Der britische Allround-Künstler Goldie hat wahrlich ein bewegtes Leben hinter sich: In den Achtzigern flog er vom heimischen London aus nach New York, um dort U-Bahnen mit Graffiti zu besprühen, in den Neunzigern war er als DJ und Labelbetreiber einer der Pioniere des Drum‘n‘Bass und spielt auch heute noch in Clubs auf dem ganzen Globus. Er war mit der exzentrischen Sängerin Björk liiert und spielte den Bösewicht in Guy Ritchies „Snatch“ und dem James-Bond-Film „Die Welt ist nicht genug“. Abgesehen von seinen künstlerischen Erfolgen prägten allerdings auch Alkohol und Drogen das Leben des vielseitigen Mannes mit den auffälligen Goldzähnen – bis er eine Leidenschaft für sich entdeckte, die ihn auf einen ganz neuen Weg führte: Bikram Yoga.
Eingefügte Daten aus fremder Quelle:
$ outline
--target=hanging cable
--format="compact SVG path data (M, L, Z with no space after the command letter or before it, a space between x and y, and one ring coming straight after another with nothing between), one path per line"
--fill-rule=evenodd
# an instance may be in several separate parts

YOGA JOURNAL: Goldie, du bist Produzent, DJ, Schauspieler, Künstler – und seit drei Jahren auch Yogi. Ist das ein Widerspruch oder die perfekte Kombination?
GOLDIE: Für mich ist es ein großartiger Zufall, würde ich sagen. Viele Leute, die sich zu Yoga hingezogen fühlen, haben – oder hatten – ein sehr kompliziertes Leben und haben schon alles mögliche ausprobiert. Vieles ist bei mir einfach nicht hängengeblieben und ich bin auch ein sehr skeptischer Mensch. Meine Musik war jedoch schon immer spirituell motiviert – aber ausdrücklich nicht im Sinne von Bäume umarmen. (lacht) Ich habe ein sehr hartes Leben geführt und hatte wirklich schwierige Zeiten. Irgendwann habe ich Bikram Choudhury getroffen, viel Zeit mit ihm verbracht und dadurch Yoga kennen gelernt. Bestimmte Leute fühlen sich zu bestimmten Dingen hingezogen, aber ich dachte nie, dass ich mich mal für Yoga begeistern könnte. Hätte mir das jemand vor ein paar Jahren erzählt, hätte ich ihn ausgelacht. Aber die Welt verändert sich stetig und ich mich natürlich auch. Ich bin in einer sehr künstlichen, sehr giftigen Umgebung aufgewachsen, und auch wenn Bikram Yoga nicht für jeden geeignet sein mag, passt es doch sehr gut zu meiner Struktur und ist mittlerweile sehr wichtig für mich. Ich habe mit einer Verletzung zu kämpfen – ich hatte eine komplizierte Fraktur am linken Fuß und hadere oft mit meiner Praxis, aber ich hätte nie gedacht, dass ich mich überhaupt über einen Zeitraum von drei Jahren regelmäßig vier- bis fünfmal die Woche so intensiv einer Sache widmen könnte. Es ist zwar anstrengend, aber auch ein Segen für mich. Wegen meiner Verletzung ist es zum Beispiel sehr schwierig für mich, im Baum zu stehen. Aber auch das habe ich durch Yoga gelernt: Manche Haltungen werden durch die Praxis einfacher und manche bleiben eine Herausforderung. Für mich als Suchtkranken ist diese Erkenntnis eine große Hilfe.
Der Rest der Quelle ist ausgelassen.